A minimum-wage hike is high on Obama’s “Year of Action” priority list, and Costco — a successful business that racks up big profits while paying its workers above the industry average — is useful in countering critics who say some companies cannot stay in business while being forced to pay higher labor costs.
Speaking at a Costco in Maryland last week, President Obama said that the company’s CEO Craig Jelinek “knows that Costco is going to do better, all our businesses do better, when customers have money to spend. . . . It’s time to give America a raise.” A week earlier, during his State of the Union address, Obama touted Costco as a corporate exemplar, saying that “profitable corporations like Costco see higher wages as the smart way to boost productivity and reduce turnover.”
This is true: Costco not only pays wages above those of its obvious competitors — the average Costco employee earns $22.89 an hour, compared to $12.67 an hour at Walmart — but also offers health care to its workers, boasts a meager 5 percent turnover rate among employees, and has seen sales increase by 39 percent and stock prices double since 2009, according to Bloomberg Businessweek.
But what is good for Costco may not be good for everyone else.

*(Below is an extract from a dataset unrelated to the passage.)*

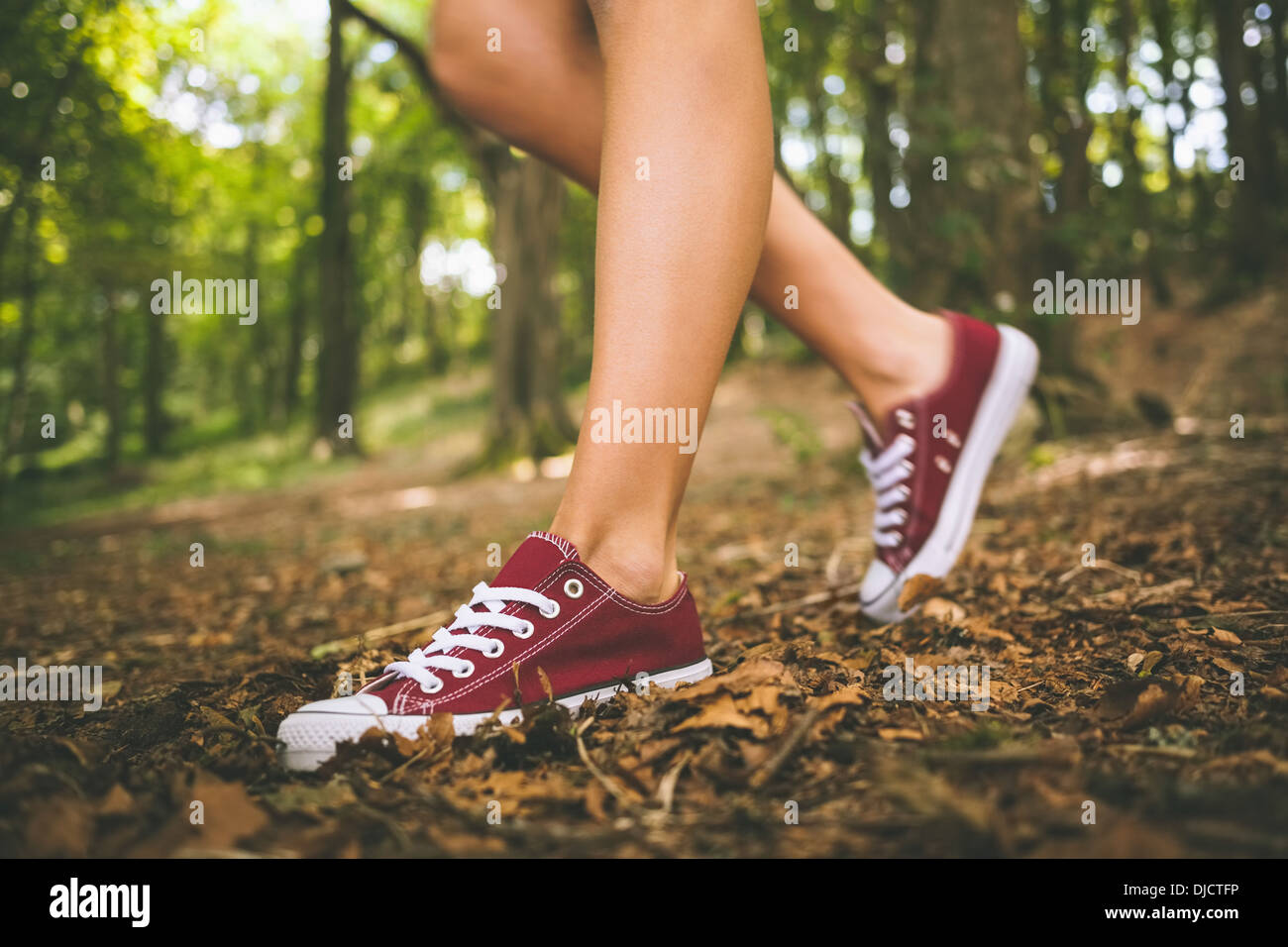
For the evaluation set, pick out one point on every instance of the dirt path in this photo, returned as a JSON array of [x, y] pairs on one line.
[[1111, 686]]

Costco operates on a very specific business model. With a small, highly productive labor force the firm runs massive, warehouse-style facilities to sell a diverse array of higher-quality retail and food items in bulk. They offer relatively low prices, but only to consumers who pay annual membership fees simply for the privilege to shop there. Not every company can operate this way, nor should they.

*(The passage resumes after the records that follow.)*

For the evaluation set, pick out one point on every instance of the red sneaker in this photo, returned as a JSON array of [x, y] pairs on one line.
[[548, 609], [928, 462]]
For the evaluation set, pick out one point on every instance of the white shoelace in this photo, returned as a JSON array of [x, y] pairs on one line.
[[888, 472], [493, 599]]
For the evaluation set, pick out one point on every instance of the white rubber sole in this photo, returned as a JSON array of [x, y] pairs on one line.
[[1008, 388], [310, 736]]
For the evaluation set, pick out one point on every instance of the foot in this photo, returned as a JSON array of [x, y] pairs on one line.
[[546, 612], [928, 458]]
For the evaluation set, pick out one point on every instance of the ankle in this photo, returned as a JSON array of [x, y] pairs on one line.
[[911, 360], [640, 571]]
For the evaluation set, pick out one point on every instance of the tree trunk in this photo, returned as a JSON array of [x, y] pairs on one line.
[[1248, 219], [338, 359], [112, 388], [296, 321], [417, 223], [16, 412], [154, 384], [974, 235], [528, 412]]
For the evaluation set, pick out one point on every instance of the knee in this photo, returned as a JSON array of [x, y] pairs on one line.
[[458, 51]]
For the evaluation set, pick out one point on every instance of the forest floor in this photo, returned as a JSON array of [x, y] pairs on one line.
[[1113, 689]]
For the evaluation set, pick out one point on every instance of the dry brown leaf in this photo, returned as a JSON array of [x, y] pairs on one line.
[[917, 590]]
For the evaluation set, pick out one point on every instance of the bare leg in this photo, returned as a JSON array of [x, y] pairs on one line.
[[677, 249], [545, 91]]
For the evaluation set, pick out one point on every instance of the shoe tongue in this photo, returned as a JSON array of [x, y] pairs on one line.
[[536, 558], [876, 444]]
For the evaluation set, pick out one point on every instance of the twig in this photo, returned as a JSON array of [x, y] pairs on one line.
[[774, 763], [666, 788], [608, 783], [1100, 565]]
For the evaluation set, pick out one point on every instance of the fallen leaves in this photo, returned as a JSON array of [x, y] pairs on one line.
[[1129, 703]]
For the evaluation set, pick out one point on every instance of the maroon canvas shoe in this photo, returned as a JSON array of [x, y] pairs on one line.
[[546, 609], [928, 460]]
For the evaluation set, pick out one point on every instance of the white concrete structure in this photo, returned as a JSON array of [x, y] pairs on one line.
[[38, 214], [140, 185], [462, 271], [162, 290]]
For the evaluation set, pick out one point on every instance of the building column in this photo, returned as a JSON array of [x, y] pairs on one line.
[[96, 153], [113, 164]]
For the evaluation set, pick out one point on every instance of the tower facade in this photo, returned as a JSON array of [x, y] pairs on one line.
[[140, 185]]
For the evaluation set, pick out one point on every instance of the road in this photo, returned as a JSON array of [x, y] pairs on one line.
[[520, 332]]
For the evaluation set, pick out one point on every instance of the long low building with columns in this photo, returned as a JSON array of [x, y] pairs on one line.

For example, Costco keeps wages high even though it has slim profit margins on actual product sales. They can do this because 70 to 80 percent of the company’s profits come from membership fees, which range from $55 to $110 a year. Other companies, like Walmart or Kmart, for example, might not be able to charge a membership fee, raise employee wages, and still make a profit.
Costco is largely found in middle-class and affluent communities, where residents can afford to front $55 to $110 before purchasing a single item. But membership fees price people out of stores: If Walmart or Kmart introduced fees, many low-income and impoverished individuals who benefit from the low-priced goods such stores sell could not even afford to enter the building.

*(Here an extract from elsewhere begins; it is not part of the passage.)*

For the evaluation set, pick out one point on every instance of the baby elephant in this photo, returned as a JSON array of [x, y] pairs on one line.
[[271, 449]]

“Costco attracts a higher demographic in terms of expendable income,” says Lee Peterson, a retail expert and the executive vice president of creative services at WD Partners. “On an income-demographic bell curve, Costco is way over on the right side.”
Costco’s model is also based on the assumption that it is “profitable in the long term to minimize employee turnover and maximize employee productivity, commitment, and loyalty” by paying higher wages, Jelinek said in a statement supporting the minimum wage.
This method works for Costco, but not every industry or company depends on or even desires the low turnover rates Costco has. Farms that rely on seasonal work or restaurants that employ students after school and in the summer might as well pay lower wages to temporary employees who only work during peak times. An arbitrarily set minimum wage could be devastating for companies that rely on low-skill or young workers who either cannot or do not want to remain in the industry to become the “committed” and “loyal” employees that a place like Costco has.
Costco is an admirable company whose success offers many lessons to other retailers, but Obama’s insistence that its model can work everywhere is no more credible than his belief that one-size-fits-all business mandates can work in a complex and diverse economy.
— Alec Torres is a William F. Buckley Fellow at the National Review Institute.